2.2. Calculation groups

  • Prefixes: cg. This is my only option today.

  • Name: I try to use something short, like TimeIntelligence (is not my idea, I really don’t know that much about the topic, so, usually copy and paste from colleagues).

  • e.g. cgTimeIntelligence

2.3. Grouping in folder

I feel the same as with measures. I try to organize using common sense. 💡Ideas?


3. Dataset .pbix file name

  • Prefixes: I don’t use prefixes from conventions, yet, unless you have ideas to me.

  • Name: I try to use common sense. During the last time I’ve been using the following convention (my own):

    • [company name]_[type]_DATA → e.g. Contoso_Finance_DATA, Contoso_FI_DATA

    • [country subsidiary]_[type]_DATA → e.g. ES_FI_DATA

    • [type]_DATA → e.g. Operations_DATA, Sales_DATA


Conclusions 🚀

  • I believe in conventions to create tables, columns and other things.
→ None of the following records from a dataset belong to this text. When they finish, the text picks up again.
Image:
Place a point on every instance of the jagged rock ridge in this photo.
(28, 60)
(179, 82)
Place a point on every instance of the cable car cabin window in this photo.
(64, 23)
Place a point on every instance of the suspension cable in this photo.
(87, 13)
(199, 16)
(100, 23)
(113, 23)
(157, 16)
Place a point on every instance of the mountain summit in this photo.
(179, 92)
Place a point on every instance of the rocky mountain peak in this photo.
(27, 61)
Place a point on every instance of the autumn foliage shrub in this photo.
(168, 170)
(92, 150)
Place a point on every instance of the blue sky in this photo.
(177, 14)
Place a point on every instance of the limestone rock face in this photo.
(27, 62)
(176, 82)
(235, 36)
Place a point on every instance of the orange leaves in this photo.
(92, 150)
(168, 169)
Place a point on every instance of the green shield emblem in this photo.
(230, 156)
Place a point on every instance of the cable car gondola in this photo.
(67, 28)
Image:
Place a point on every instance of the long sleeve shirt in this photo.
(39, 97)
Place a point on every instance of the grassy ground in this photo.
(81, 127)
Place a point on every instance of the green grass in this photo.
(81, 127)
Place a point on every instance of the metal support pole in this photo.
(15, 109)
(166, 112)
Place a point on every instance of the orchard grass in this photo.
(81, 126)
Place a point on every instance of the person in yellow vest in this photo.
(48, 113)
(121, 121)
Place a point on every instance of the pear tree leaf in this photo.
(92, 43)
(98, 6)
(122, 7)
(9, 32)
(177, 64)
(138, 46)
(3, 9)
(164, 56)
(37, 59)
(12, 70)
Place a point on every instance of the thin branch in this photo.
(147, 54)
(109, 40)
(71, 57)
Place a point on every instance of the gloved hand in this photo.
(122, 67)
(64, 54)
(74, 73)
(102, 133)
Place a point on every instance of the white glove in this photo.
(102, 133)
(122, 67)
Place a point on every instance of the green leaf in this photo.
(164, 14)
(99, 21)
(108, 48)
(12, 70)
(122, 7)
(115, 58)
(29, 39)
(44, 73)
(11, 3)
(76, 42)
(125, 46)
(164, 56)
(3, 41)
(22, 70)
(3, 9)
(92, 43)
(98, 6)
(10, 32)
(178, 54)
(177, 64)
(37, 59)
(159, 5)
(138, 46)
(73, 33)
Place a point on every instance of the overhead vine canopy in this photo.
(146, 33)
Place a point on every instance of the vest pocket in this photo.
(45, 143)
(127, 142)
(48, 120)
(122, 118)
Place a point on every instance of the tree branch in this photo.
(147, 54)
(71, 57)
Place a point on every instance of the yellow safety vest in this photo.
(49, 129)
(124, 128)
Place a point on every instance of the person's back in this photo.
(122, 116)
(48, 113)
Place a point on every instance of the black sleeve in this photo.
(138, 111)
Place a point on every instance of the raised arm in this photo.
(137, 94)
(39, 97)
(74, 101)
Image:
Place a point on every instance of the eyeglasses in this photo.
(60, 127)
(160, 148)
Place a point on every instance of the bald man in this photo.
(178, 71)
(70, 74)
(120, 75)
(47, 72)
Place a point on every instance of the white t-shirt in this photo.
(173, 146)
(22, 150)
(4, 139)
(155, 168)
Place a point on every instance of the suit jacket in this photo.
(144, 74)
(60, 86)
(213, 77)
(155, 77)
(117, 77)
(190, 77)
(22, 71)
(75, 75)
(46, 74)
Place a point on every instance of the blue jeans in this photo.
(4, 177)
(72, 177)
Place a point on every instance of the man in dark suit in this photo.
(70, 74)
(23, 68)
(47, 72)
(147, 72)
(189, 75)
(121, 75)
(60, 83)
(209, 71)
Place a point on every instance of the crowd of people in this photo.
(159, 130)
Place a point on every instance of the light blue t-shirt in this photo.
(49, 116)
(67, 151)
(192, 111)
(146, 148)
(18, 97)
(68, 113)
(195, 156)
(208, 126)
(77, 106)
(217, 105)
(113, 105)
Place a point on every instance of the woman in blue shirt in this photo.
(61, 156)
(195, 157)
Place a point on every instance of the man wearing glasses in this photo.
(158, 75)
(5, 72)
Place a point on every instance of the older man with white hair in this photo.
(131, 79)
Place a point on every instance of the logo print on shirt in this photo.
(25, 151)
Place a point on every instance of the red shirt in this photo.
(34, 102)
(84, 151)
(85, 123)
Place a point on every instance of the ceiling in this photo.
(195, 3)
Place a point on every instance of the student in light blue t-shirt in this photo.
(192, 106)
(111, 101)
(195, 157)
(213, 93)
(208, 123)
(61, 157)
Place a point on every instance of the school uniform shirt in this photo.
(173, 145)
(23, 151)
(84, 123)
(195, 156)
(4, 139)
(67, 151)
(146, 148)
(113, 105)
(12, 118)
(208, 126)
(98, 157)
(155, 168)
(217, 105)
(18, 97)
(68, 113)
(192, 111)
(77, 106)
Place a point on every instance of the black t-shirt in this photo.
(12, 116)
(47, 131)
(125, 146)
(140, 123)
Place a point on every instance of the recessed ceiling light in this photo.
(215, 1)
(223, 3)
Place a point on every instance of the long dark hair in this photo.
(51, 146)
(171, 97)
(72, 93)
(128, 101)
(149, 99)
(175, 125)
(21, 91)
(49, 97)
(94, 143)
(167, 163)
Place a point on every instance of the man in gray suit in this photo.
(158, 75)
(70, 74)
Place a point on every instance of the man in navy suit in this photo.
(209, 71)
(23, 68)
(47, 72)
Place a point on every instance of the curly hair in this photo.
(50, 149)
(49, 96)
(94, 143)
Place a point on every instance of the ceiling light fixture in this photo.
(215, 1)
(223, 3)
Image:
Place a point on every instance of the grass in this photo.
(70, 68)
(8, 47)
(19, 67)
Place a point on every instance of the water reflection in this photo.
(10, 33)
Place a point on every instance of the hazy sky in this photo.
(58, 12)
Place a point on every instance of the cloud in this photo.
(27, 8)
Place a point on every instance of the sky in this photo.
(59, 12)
So, open a new tab in your browser (Google, ChatGPT, BingChat) and learn more about it. I did it. So IMHO if you use f or Fact, d or Dim, your team members will understand (at least, as a developer) that you are referring to a Fact or Dim Table, therefore, use some prefix that is within the convention.

  • I believe in common sense, but as you know is too much subjective. I guess, everything is in dimensional modeling conventions, however, if not, use common sense or ask your colleagues.

  • Try to use always the same conventions, at least, on the same project. Convention is like a language, What do you think about that?

  • Standardize your way of documenting facilitate teamwork, inheritance of the code and auditability of the modeling process, your work indeed. This is for you and your colleagues, be kind, everybody happy.

  • Although it is impossible to cover every possibility, I want to share with you the common options based on conventions, my own experience, and what I learned from my colleagues.

I would like to receive your comments, ideas or related practices to share and work better. And if this post has helped you, it makes me happy 😁.